At this stage, your goal is to generate repeat buys and real profits. While your entry-point offer was designed for conversions, your ascension offers should be geared for profits—because if you’re serving your customers well, they’ll want to buy again and again.

Ascension offers may be simple upsells made after that initial purchase… bigger, better solutions… or “done for you” add-ons.

So now we must ask ourselves, what is our core flagship offer and how do we continue to deliver value after the first sale is made? What is the thing that we are selling? 

How we continue to deliver value after the first sale is really important, because having upsells and cross sales gives you the ability to sell to customers you already have. It will give you higher Average Customer values, which is going to give you higher margins. Which means you can spend more to acquire new customers. 

Why does this matter? It matters because of this universal law of marketing and customer acquisition, he or she who is able and willing to spend the most to acquire a customer wins.

Very often the business with the best product messaging very often is the business that can throw the most into customer acquisition. Now there are two ways to do that.

The first way is to just raise a lot of money. The problem is if you have a lot of money, that doesn’t last forever. At some point you need economics. 

The second way, and the most timeless and predictable approach, is to simply have the highest value customers of anyone in your market. If your customers are worth more to you than they are to your competitors, you can spend more to acquire them at the same margin. 

If a customer is worth twice as much to you than it is to your competitor, you can spend twice as much trying to acquire them to make the same margin. You can invest in your customer acquisition, because your customers are investing in your business. You can invest in your customer experiences, and when we invest more into the customer we build brands that have greater value. Meaning, people are more likely to choose you over someone else, which can actually lower acquisition costs. 

Happy customers refer others to us, which is called zero dollar customer acquisition, and generally just ensures you’re making a bigger impact. You can invest more in the customer experience and customer acquisition process if you don’t have high margins. 

If you deliver a preview experience, you can utilize revenue maximizers like up sells, cross sales, and bundles. These are things that would follow up the initial sale or are combined with the initial sale to increase the Average Customer Value.

The best example of an immediate upsell is the classic McDonalds, “would you like fries with that?” You got just a burger, do you also want fries with that? 

What distinguishes an upsell from other types of follow up offers is the upsell promise, the same end result for a bigger and better end result. 

What’s your desired result when you go to McDonalds? It’s not to eat healthy food, and it’s not even to eat a small amount of food. When you go to McDonalds your job is to have a tasty, greasy, predictable inexpensive meal. No one is going there because it’s healthy, you’re going there because you want to eat good. 

It’s predictable. It’s not going to break the bank for a hamburger, neither will adding fries or a Coke.

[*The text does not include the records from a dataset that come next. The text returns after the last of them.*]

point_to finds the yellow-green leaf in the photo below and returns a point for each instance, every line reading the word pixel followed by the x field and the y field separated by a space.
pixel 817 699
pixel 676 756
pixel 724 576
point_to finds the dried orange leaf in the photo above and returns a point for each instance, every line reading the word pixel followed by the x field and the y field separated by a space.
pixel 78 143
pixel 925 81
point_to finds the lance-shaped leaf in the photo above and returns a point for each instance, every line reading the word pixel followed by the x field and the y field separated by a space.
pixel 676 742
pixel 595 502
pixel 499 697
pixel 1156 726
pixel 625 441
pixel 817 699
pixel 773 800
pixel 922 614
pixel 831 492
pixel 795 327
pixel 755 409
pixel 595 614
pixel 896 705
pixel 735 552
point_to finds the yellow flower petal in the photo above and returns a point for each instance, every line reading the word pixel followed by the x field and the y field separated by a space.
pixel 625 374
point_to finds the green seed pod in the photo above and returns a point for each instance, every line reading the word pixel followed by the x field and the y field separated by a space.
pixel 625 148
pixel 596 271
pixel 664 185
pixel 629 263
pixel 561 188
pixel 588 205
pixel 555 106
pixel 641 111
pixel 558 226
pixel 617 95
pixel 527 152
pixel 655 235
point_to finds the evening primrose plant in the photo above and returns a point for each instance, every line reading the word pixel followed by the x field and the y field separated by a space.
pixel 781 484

It’s the same experience, but it’s BIGGER and BETTER. 

Amazon does this all of the time with their “Customers Who Bought This Also Bought …” But this one is algorithmic. The point of a cross sell is that it is relevant to the consumer, but it doesn’t necessarily have to be aligned with the original purchase. What you don’t want to do is start someone down one path and confuse them.

You can make this process easy with Bundles and Kits. With a bundle or a kit you’re essentially saying to someone, “you can buy just one piece, or you can get this bundle that does all of these other things for a little bit more. And it’s a higher value.”

The idea behind bundles and kits is that we are adding to the primary offer, not offering them something different. We’re simply promising to get them this desired result in higher definition. 

The Elements of High-Converting Revenue Maximizers (like our bundles and kits) are:

  1. Speed

If you’re an e-Commerce business, selling a physical product, this can look like: offering free shipping for orders $X or more. We’re looking to get your customers the same desired result, but with less work for them.

  1. Automation

If you’re a furniture business, and you want to add a Revenue Maximizer, this can look like: Right now for an extra $X our highly trained employees will come and put this together for you. 

  1. Access 

People will pay for speed, they’ll pay for less work, but they will also pay for a look behind the curtain. Think about the people who pay for Backstage Passes. Your customers will pay for a VIP experience just so they can kind of see how everything works. 

Remember, the ascension stage doesn’t have to stop. Once you have a customer, you should do your best to make them a customer for life. You should continue serving them. Continue asking them, “what needs are we still not meeting” and seek to meet those needs. 

It is your job as a marketer to seek out to discover these needs, to bring these back to the product team, because that’s what’s going to enable you to fully maximize the average customer value. Which is going to enable you to have a whole lot more to spend to acquire those customers and make your job a whole lot easier. 

Now that you understand the importance of the ascend stage, let’s apply it to our examples.

Hazel & Hem could have free priority shipping over $150, a “Boutique Points” reward program with exclusive “double point” days to encourage spending, and an exclusive “Stylist Package” that includes a full outfit custom selected for the customer. 

Cyrus & Clark can retain current clients by offering an annual strategic plan, “Done for You” Marketing services that execute on the strategic plan, and the top tier would allow customers to be the exclusive company that Cyrus & Clark services in specific geographical territories.